Tuesday, August 2, 2016

2014 Season Synopsis

"SummerTime" was put back into the Portage River waters by Brands' Marina in early May. We wanted to, and had to go in early as we were on the second row from the big entry doors. Brands had done the few things we asked over the winter, and we did some items on board ourselves. More importantly, Tibbels Fish Camp was a "USA Fuel" franchisee, and cleaned our diesel tank in mid June. There were some really big chunks of asphaltine waiting to plug a fuel line once more . The bottom of the tank was actually bright aluminum instead of black when they finished. We  did more one day trips over the summer. Our big vacation trip was over to the Detroit River, and up the river. WG Milliken State Park/Harbor in downtown Detroit was a pleasant surprise. Very new, clean, and in site of the tall downtown buildings. We crossed Lake St Clair, and got as far up the St. Clair River as Algonac City. We spent a night on the hook at Metro Beaches State Park. On the way back down the Detroit River, we were boarded by the USCG. They passed, did a quick three point turn in the river (sure sign they wanted to check something), and came back up to SummerTime's stern. I offered to stop, but they said "No", they would board while moving. Three of them came aboard, and the little patrol boat with two others followed at a safe distance. Barbara was surprised, and played host. I avoided traffic, including a large lake freighter going upstream. They completed their mission, gave us a "Pass" receipt, and left, all without stopping.

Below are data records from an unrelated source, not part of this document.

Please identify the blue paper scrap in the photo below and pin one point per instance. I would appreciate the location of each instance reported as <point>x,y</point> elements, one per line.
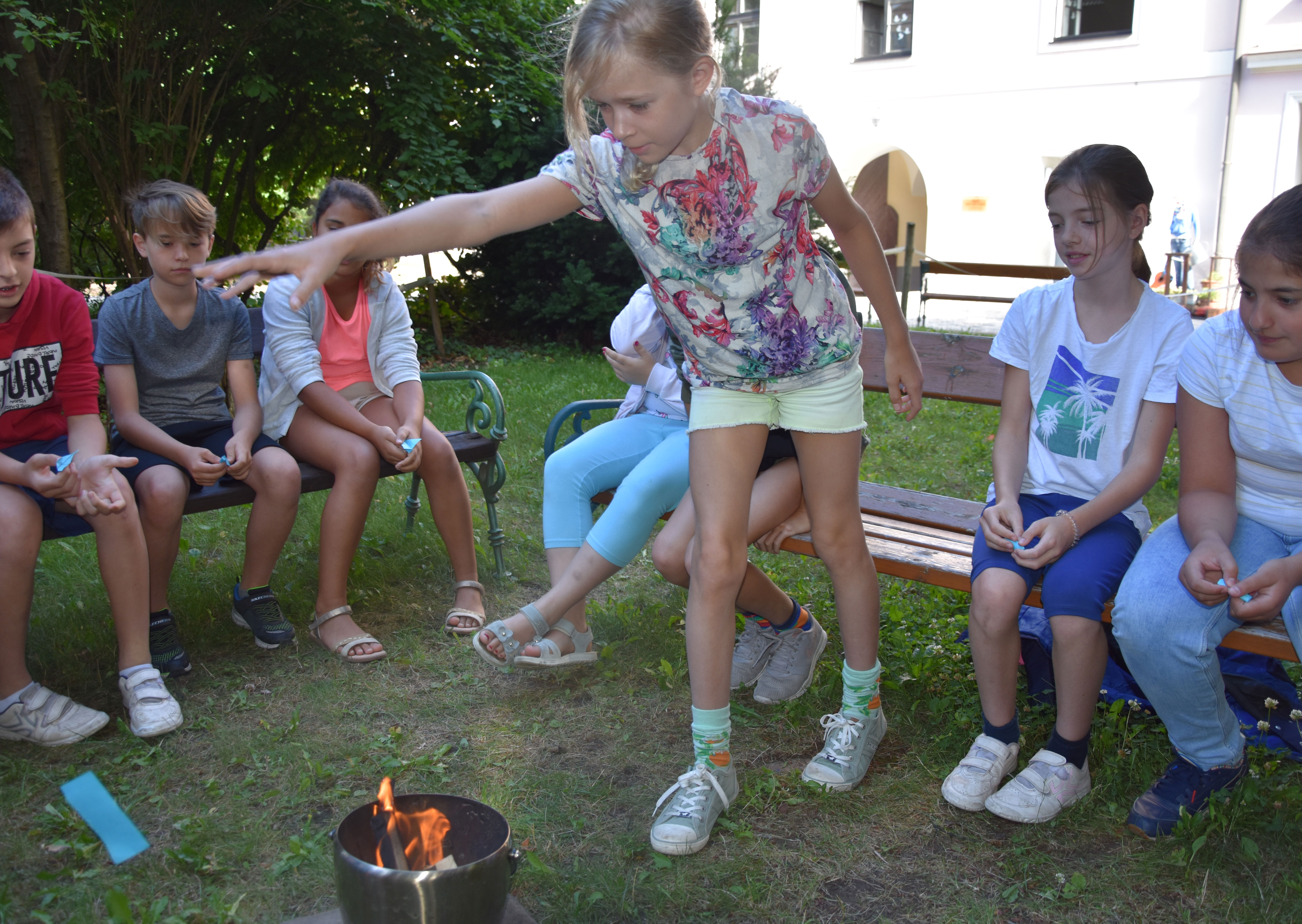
<point>1247,598</point>
<point>105,817</point>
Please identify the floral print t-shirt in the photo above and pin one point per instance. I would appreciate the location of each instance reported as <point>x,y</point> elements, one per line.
<point>723,239</point>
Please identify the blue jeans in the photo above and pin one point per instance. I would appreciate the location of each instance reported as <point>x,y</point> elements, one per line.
<point>644,456</point>
<point>1170,640</point>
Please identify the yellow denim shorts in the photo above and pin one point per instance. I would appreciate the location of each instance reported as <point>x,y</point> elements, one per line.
<point>834,407</point>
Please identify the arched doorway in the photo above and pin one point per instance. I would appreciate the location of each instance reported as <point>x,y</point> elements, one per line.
<point>892,192</point>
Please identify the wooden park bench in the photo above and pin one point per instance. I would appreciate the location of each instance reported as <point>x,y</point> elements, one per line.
<point>921,537</point>
<point>477,447</point>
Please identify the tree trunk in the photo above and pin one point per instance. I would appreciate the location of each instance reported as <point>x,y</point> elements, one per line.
<point>38,154</point>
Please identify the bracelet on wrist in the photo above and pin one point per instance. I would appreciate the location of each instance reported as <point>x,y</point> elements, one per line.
<point>1076,530</point>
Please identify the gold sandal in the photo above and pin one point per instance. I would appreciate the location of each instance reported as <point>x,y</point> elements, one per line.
<point>462,614</point>
<point>314,630</point>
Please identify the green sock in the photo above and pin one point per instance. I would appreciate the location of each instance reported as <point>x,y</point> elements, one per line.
<point>860,692</point>
<point>710,733</point>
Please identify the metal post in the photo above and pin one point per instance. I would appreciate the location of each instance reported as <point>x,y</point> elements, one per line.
<point>434,306</point>
<point>908,271</point>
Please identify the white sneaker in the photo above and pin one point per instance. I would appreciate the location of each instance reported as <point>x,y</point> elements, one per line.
<point>45,718</point>
<point>700,797</point>
<point>1039,793</point>
<point>848,749</point>
<point>149,705</point>
<point>980,774</point>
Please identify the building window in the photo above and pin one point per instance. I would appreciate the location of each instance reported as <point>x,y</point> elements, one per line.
<point>887,28</point>
<point>741,43</point>
<point>1096,19</point>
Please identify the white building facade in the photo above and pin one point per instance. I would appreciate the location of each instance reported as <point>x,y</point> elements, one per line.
<point>950,114</point>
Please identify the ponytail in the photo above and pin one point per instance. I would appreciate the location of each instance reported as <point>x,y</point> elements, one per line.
<point>1140,265</point>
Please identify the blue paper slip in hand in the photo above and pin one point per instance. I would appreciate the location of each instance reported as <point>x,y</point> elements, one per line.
<point>1247,598</point>
<point>105,817</point>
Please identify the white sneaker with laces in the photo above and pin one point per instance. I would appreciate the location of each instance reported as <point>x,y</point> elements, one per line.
<point>980,774</point>
<point>45,718</point>
<point>1039,793</point>
<point>754,649</point>
<point>700,797</point>
<point>149,705</point>
<point>848,749</point>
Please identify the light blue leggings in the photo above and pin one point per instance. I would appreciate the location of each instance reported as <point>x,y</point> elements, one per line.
<point>644,456</point>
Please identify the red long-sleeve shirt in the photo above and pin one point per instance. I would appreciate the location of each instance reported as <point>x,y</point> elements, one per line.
<point>46,365</point>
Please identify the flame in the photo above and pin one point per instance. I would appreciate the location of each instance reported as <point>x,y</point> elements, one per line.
<point>420,833</point>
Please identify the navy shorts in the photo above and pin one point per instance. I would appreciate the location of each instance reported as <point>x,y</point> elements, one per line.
<point>1086,577</point>
<point>213,435</point>
<point>58,521</point>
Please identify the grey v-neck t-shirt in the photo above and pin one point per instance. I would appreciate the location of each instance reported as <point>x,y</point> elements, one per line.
<point>178,373</point>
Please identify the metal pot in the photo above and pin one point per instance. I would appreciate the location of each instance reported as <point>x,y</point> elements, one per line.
<point>472,893</point>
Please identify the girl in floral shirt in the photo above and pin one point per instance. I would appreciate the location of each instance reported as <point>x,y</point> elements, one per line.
<point>711,191</point>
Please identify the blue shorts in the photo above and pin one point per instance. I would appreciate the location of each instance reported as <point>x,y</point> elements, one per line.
<point>57,521</point>
<point>1086,577</point>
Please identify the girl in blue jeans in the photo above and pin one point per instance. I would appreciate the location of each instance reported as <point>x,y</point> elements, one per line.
<point>1232,555</point>
<point>1088,410</point>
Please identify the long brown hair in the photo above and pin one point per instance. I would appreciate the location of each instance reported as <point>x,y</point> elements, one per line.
<point>1109,174</point>
<point>364,198</point>
<point>671,36</point>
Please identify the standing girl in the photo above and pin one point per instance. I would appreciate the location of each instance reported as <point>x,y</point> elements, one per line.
<point>1088,412</point>
<point>342,390</point>
<point>711,191</point>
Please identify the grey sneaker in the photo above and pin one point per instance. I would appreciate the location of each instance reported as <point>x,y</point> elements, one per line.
<point>752,653</point>
<point>791,669</point>
<point>45,718</point>
<point>700,796</point>
<point>848,749</point>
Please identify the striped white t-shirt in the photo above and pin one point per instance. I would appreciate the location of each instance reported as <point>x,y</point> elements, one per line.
<point>1220,368</point>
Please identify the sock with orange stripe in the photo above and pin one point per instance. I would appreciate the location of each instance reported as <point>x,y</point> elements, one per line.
<point>710,733</point>
<point>860,692</point>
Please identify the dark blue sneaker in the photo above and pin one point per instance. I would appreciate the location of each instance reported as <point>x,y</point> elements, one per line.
<point>167,654</point>
<point>1183,785</point>
<point>260,612</point>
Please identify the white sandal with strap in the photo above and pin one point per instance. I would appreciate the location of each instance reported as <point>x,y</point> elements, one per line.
<point>511,646</point>
<point>551,654</point>
<point>347,645</point>
<point>463,614</point>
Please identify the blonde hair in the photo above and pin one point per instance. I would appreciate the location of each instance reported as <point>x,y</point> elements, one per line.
<point>170,202</point>
<point>671,36</point>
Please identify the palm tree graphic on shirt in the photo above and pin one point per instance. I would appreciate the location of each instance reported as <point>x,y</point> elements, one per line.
<point>1072,413</point>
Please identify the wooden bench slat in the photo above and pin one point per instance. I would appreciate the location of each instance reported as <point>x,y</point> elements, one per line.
<point>918,507</point>
<point>955,368</point>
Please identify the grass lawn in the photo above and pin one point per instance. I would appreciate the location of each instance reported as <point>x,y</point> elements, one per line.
<point>279,746</point>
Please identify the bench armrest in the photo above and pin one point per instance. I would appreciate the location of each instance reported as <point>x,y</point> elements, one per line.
<point>581,412</point>
<point>480,416</point>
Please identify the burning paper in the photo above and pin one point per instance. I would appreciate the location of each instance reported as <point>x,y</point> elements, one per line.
<point>408,840</point>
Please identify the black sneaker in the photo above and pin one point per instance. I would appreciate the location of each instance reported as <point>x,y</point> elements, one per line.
<point>167,654</point>
<point>261,614</point>
<point>1183,785</point>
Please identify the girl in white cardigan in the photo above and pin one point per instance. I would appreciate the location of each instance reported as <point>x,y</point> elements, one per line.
<point>340,388</point>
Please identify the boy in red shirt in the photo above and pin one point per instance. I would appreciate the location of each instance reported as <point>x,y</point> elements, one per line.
<point>49,412</point>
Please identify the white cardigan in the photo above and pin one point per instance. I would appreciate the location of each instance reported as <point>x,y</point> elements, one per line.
<point>291,360</point>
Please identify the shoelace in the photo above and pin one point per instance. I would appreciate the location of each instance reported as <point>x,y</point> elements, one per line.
<point>693,790</point>
<point>840,733</point>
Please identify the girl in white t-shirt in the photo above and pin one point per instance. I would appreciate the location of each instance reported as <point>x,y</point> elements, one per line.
<point>1088,410</point>
<point>1235,552</point>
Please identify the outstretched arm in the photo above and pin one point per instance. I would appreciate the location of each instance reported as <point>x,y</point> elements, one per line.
<point>447,223</point>
<point>859,241</point>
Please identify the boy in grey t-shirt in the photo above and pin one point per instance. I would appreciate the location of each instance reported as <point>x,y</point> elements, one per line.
<point>166,345</point>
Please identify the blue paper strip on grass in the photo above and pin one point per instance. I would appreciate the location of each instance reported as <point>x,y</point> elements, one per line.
<point>105,817</point>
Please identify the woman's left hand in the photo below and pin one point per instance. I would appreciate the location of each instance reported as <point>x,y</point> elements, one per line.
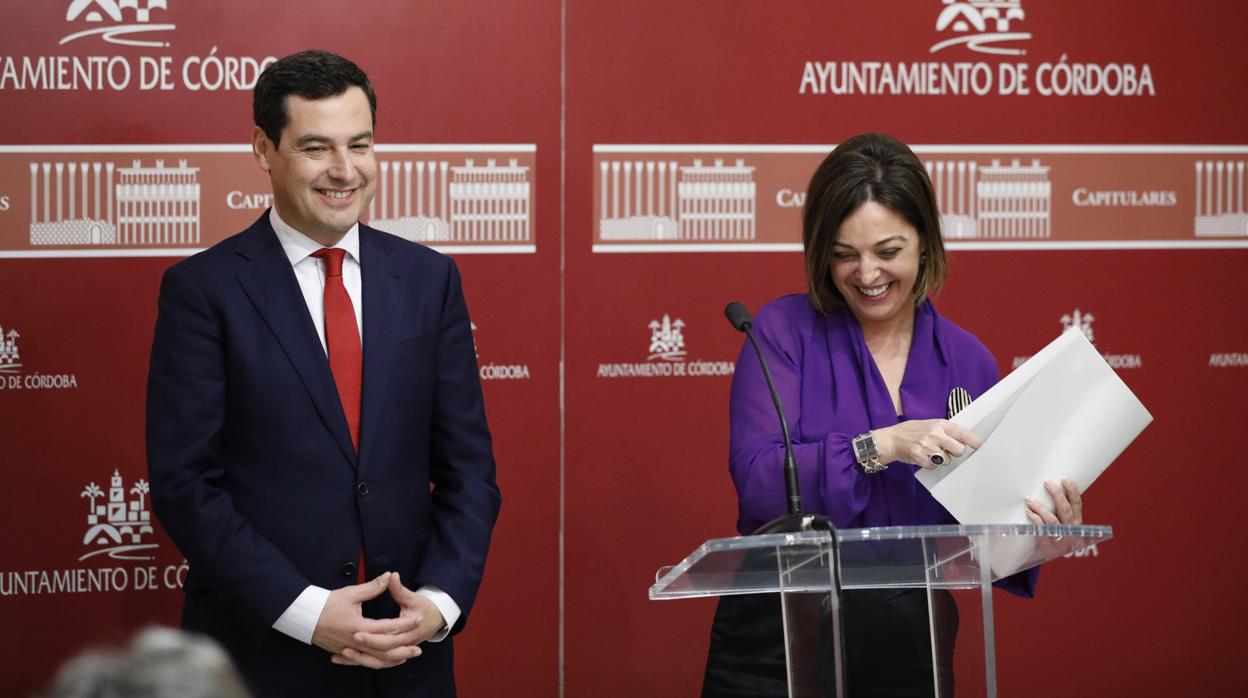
<point>1067,505</point>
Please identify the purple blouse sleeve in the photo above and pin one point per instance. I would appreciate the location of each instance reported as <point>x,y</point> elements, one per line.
<point>830,485</point>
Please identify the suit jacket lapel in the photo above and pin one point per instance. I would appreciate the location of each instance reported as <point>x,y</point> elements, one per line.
<point>383,310</point>
<point>270,282</point>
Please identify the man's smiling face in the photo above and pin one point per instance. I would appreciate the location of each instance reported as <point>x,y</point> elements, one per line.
<point>323,171</point>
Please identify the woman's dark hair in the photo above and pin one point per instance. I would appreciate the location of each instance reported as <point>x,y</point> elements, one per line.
<point>312,75</point>
<point>869,167</point>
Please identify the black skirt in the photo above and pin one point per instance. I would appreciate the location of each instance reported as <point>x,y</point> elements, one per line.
<point>887,646</point>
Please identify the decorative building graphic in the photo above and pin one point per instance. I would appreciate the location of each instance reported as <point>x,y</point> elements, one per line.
<point>660,200</point>
<point>981,25</point>
<point>1219,199</point>
<point>117,526</point>
<point>10,360</point>
<point>1082,321</point>
<point>992,201</point>
<point>155,205</point>
<point>432,201</point>
<point>667,340</point>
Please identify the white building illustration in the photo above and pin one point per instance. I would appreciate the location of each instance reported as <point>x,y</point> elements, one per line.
<point>10,358</point>
<point>992,201</point>
<point>116,520</point>
<point>667,339</point>
<point>660,200</point>
<point>1219,199</point>
<point>100,204</point>
<point>433,201</point>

We did more day trips and miscellaneous small chores over the summer. The big surprise came on a September Sunday afternoon while stopping by to check on SummerTime. The bilge was full of water, and the two pumps were barely keeping up to the depth. I contacted Brands early on Monday morning, and they put a pump aboard, and lifted SummerTime out of the water. The "Garplug" in the keel had come out (inwards). Most of the lower threads were corroded away from years in salt water. They got a new one installed, and SummerTime was back in the water in a few days. SummerTime was put back in dry storage for the winter in early November.